Bénéfices faramineux
Coïncidence, le même jour, Implenia communiquait publiquement ses résultats dans la presse. Le groupe zurichois affiche un bénéfice net de plus de 64 millions de francs pour l'année 2016, soit 23,9% de plus que l'année précédente. «Au vu du solide carnet de commandes», Implenia dit aussi envisager l'année 2017 «avec confiance». «Comme tout va pour le mieux, nous avons demandé à rencontrer la direction afin d'ouvrir des discussions au sujet des travailleurs âgés et du travail temporaire et trouver des solutions à l'amiable», relate Yves Mugny. La direction n'étant pas présente à Genève et ne voulant pas s'engager dans des discussions, les syndicalistes et les travailleurs ont alors décidé de hausser le ton et se sont installés physiquement devant Implenia jusqu'à ce que quelqu'un les reçoive! Le piquet aura duré trois jours. Le 27 février, la direction d'Implenia fait un pas en avant et propose aux syndicalistes une rencontre le 2 mars. «L'entrevue a bien eu lieu, mais pour l'instant, aucun résultat n'en est ressorti, rapporte Yves Mugny. Une seconde rencontre aura lieu le 16 mars pour débattre du sort des trois travailleurs.»

Manon Todesco



José*, 58 ans
José a travaillé 15 ans pour Implenia comme maçon dans l'ingénierie civile et s'est fait licencié en 2015 pour «baisse d'activité». Depuis, il n'a pas retrouvé de travail.
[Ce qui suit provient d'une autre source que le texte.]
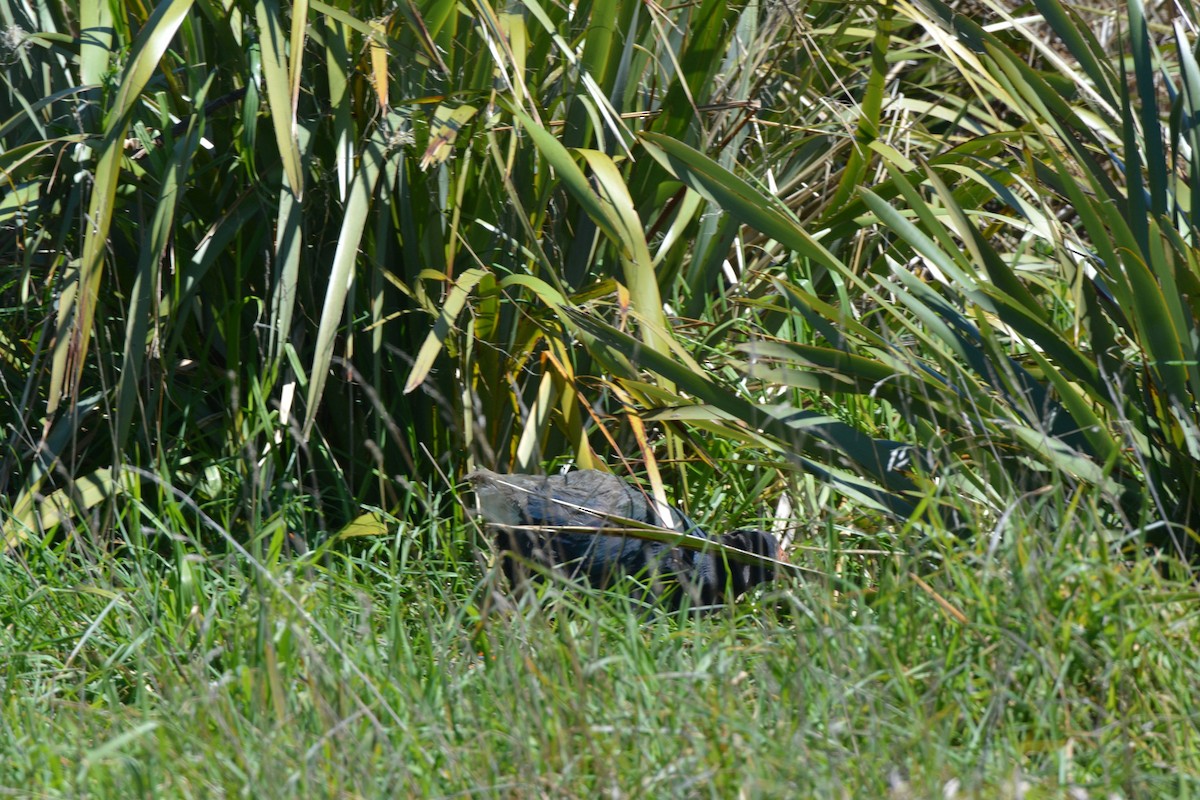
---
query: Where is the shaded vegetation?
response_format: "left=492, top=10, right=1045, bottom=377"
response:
left=0, top=0, right=1200, bottom=796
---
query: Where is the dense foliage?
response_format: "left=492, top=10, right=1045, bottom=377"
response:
left=0, top=0, right=1200, bottom=796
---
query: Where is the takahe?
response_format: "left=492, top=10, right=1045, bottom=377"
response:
left=467, top=469, right=782, bottom=607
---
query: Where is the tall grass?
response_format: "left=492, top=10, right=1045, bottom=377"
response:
left=0, top=0, right=1200, bottom=798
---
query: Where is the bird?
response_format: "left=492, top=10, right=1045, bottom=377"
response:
left=467, top=469, right=786, bottom=608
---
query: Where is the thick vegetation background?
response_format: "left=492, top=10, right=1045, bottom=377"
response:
left=0, top=0, right=1200, bottom=798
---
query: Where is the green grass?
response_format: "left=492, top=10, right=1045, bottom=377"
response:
left=0, top=484, right=1200, bottom=798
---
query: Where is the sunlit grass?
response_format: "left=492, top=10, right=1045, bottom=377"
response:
left=0, top=479, right=1200, bottom=798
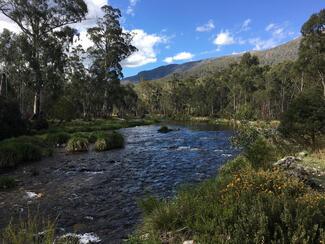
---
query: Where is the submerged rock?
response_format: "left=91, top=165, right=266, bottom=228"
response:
left=158, top=126, right=173, bottom=133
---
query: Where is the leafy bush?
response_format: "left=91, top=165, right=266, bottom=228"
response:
left=279, top=91, right=325, bottom=148
left=95, top=131, right=124, bottom=152
left=95, top=139, right=108, bottom=152
left=244, top=137, right=277, bottom=168
left=66, top=137, right=89, bottom=152
left=0, top=214, right=56, bottom=244
left=0, top=140, right=42, bottom=168
left=158, top=126, right=173, bottom=133
left=130, top=167, right=325, bottom=243
left=31, top=117, right=49, bottom=130
left=219, top=156, right=252, bottom=177
left=0, top=176, right=16, bottom=190
left=46, top=132, right=71, bottom=146
left=0, top=97, right=27, bottom=140
left=106, top=131, right=124, bottom=150
left=52, top=97, right=76, bottom=121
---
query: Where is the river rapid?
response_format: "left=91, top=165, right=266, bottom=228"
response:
left=0, top=123, right=239, bottom=243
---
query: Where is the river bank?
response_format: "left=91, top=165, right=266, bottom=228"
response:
left=0, top=124, right=239, bottom=243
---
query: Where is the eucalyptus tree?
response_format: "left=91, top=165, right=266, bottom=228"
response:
left=0, top=0, right=87, bottom=117
left=298, top=9, right=325, bottom=99
left=88, top=5, right=136, bottom=116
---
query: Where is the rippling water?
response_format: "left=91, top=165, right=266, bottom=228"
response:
left=0, top=124, right=238, bottom=243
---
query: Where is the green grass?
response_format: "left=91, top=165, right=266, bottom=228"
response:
left=0, top=176, right=17, bottom=191
left=66, top=137, right=89, bottom=153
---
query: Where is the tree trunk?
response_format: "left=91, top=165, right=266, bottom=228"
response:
left=34, top=89, right=41, bottom=118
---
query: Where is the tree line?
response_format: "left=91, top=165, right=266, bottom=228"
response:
left=137, top=10, right=325, bottom=120
left=0, top=0, right=137, bottom=120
Ses droits au chômage s'arrêtent en mars, après quoi il perdra son droit à la retraite anticipée, d'où l'urgence pour lui d'être réintégré. «Je suis en bonne santé, je suis capable de prendre n'importe quel travail, je n'ai pas envie d'être pris en charge par l'assistance sociale.» José a envoyé de nombreux CV, et s'est inscrit dans les agences d'intérim. «On ne m'a jamais rien proposé, sans doute parce que je suis trop vieux.» Si José ne retrouve pas de travail, il sera contraint de retourner au Portugal. «Je n'ai jamais été malade, je n'ai jamais eu d'accident, et je n'ai jamais manqué un seul jour de travail; ce n'est pas correct de leur part de me faire vivre cela.»

Mario*, 59 ans et demi
Après deux ans d'incapacité de travail liée à une grave maladie, Mario a été remercié à six mois de la retraite. Pourtant, son médecin a indiqué qu'il pouvait continuer à exercer une activité adaptée, mais Implenia refuse d'entrer en matière. «Je ne m'y attendais pas du tout, j'ai été très surpris. Jusque-là, je n'avais jamais manqué le travail.» Mario ne perdra pas son droit à la retraite anticipée à 60 ans, mais ses rentes seront amputées. «Je connais plusieurs collègues du même âge qui ont été mis à la porte. On leur disait d'aller s'inscrire dans les agences d'intérim et ils étaient réengagés sur le même chantier, mais en tant que travailleur temporaire.»

Joaquim*, 59 ans
Après 14 ans de bons et loyaux services, Joaquim a été licencié «du jour au lendemain» pour des raisons dites économiques. Dans son certificat de travail, Implenia le présente comme un bon travailleur dont la «conscience professionnelle est appréciée tant par ses supérieurs que par ses collègues». Depuis avril 2016, il n'a plus retrouvé d'emploi. «Je suis prêt à accepter n'importe quoi, il me manque trois mois pour arriver à la retraite...» «Implenia continue de gagner de l'argent, mais dès qu'on approche de la retraite, elle nous jette comme des malpropres...»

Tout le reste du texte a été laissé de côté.